Una mezcla de las tres portadas: la de Ferreira, y dos de Vonnegut. |
Hace muy poco terminé de leer una vez más “Matadero
cinco” de Kurt Vonnegut. Como era mi segunda vez, decidí leerlo en inglés.
Era de esperarse que me perdiera la mayor parte de los
chistes. A veces pasaba por fragmentos que recordaba me habían hecho carcajear al
leerlos la primera vez en español, y más de una vez terminé por preguntarme qué
era eso que tanto me había hecho reír.
Hay que entender que esto me pasa por no conocer todas
las palabras, los refranes, las viejas canciones ni la apropiada entonación de
los acentos de américa del norte, Inglaterra, Alemania y cualquier otro hubiera
aparecido a lo largo de la novela.
Aun así, mi parte favorita sigue siendo el momento en
que Billy baja de su lecho conyugal, luego de entregar a su hija en matrimonio,
y llega a la cocina para ver —con una botella de champaña sin gas en la mano—
un documental sobre los aviones en la guerra, que parten desde barcos en medio
del mar y avanzan abriéndose camino entre la muerte y la destrucción, para
luego de un rato retroceder el tiempo y revertir lo hecho.

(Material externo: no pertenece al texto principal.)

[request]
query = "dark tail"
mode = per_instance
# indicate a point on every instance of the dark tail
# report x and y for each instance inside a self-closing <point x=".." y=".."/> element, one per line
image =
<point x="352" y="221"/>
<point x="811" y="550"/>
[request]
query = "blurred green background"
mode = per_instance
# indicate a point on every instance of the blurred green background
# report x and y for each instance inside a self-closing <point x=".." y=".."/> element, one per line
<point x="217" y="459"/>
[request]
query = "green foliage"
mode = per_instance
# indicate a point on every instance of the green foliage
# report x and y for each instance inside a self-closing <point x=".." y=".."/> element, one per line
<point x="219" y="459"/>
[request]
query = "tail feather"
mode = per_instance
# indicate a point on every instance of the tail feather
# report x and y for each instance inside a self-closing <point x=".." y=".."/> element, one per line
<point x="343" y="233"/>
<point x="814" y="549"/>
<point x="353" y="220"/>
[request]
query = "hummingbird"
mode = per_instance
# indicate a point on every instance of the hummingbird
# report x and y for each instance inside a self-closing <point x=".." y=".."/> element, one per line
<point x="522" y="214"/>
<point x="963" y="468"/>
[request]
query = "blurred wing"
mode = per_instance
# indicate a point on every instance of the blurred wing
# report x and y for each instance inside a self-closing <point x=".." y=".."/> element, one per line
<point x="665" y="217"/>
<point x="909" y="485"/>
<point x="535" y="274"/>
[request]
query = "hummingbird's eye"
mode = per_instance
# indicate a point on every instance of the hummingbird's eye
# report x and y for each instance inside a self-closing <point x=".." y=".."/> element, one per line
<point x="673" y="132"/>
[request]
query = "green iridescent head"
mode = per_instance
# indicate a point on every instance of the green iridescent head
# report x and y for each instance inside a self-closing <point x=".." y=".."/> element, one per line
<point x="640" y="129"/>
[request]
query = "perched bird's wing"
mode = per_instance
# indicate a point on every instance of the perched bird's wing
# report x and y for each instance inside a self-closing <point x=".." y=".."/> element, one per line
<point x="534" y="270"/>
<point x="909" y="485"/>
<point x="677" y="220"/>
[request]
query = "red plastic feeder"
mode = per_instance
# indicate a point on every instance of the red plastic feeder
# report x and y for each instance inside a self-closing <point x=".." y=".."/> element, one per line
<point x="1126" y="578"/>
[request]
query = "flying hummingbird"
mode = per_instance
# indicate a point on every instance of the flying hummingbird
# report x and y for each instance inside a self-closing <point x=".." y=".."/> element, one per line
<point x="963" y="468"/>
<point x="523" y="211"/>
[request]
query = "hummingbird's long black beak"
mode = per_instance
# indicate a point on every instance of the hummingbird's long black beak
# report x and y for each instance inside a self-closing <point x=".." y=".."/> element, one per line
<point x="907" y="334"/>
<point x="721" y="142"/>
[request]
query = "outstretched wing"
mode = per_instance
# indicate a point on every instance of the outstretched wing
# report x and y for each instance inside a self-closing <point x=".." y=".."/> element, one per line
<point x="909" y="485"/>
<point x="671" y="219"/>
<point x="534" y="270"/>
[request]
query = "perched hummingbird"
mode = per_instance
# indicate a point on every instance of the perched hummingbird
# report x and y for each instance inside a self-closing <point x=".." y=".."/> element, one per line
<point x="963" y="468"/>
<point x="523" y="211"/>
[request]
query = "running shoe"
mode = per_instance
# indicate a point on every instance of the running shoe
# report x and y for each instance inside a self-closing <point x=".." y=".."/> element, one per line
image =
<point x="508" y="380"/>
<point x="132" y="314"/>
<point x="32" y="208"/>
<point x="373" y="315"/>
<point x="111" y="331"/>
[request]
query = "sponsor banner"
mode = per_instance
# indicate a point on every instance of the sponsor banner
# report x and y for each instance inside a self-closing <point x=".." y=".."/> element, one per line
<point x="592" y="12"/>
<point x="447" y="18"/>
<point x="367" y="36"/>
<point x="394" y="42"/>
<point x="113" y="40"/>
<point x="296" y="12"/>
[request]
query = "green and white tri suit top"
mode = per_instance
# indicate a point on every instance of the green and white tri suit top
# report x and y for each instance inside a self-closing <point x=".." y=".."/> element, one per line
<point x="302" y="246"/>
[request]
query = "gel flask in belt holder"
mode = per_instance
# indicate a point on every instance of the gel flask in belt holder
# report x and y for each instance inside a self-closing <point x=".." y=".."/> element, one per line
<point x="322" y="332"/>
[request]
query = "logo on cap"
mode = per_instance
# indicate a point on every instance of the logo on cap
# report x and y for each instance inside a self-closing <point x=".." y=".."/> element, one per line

Los aviones chupan
sus balas, reconstruyen los destrozos, desentierran los cuerpos y reviven a los
muertos, vuelan en reversa hasta sus portaviones donde son desmantelados por
hombres que vuelven a ser niños para luego regresar a sus úteros para comenzar,
de una vez por todas, el show de la eterna división que va desde el fin de los
tiempos hasta el comienzo.
De “Viaje al interior de una gota de sangre” me queda
el expansivo universo que viaja entre una mirada y otra, entre un camino y el
de más allá, entre un pueblo y otro, el sin fin de detalles que se posan sobre
una vida y que podríamos no parar de contemplar.
Un pensamiento recurrente en todo lo largo y ancho de
la historia era que sobre todas las pequeñas cosas que iba encontrando, yo
quería escribir así, alguna vez, con precisión, con fluidez, con agrado. Recordando
todo el tiempo que hasta lo más insignificante puede importar.
El comienzo me transportó a las fiestas de Pubenza,
que apenas si recuerdo por la bulla, por los viejos borrachos en las calles
chiflando a las muchachas morenas, pero que ese pueblo con sus niñas reinas me
hizo sentir familiar, como propio, como si de tanto en tanto hubiera en la
cuadra de al lado un reinado.
Otra de esas cosas fantásticas que me hizo disfrutar
página tras página fue esa distancia enorme entre las palabras de Ferreira y
las que toda mi vida recuerdo escuchar, todas llenas de odio recalcitrante.
Ahora, nota importante, para que me conozcan un poco
mejor, porque nunca sobra un poco de contexto y aclaración; debo presentarme
como un ignorante más de la historia del país, de las ciudades, de la muerte;
ignorante en general del dolor y, además, miedoso, gallina, esquivo de
confrontaciones, solo una máquina para recoger la sensación de las voces
aguerridas en la radio, televisión y periódico; pero para nada un ávido
consumidor de los medios —pues ni Caracol, mucho menos RCN y de entre todos los
otros, a veces, si eso, El espectador—, como tal, solo tengo en mente a la
gente que escribía y que escribe y que aún dice con verraquera, con un lágrima
fulgurante en el rabo del ojo, que ojalá los maten a todos, que eso es lo que
va a arreglar a este hijueputa país. Que los maten, no importa quienes sean.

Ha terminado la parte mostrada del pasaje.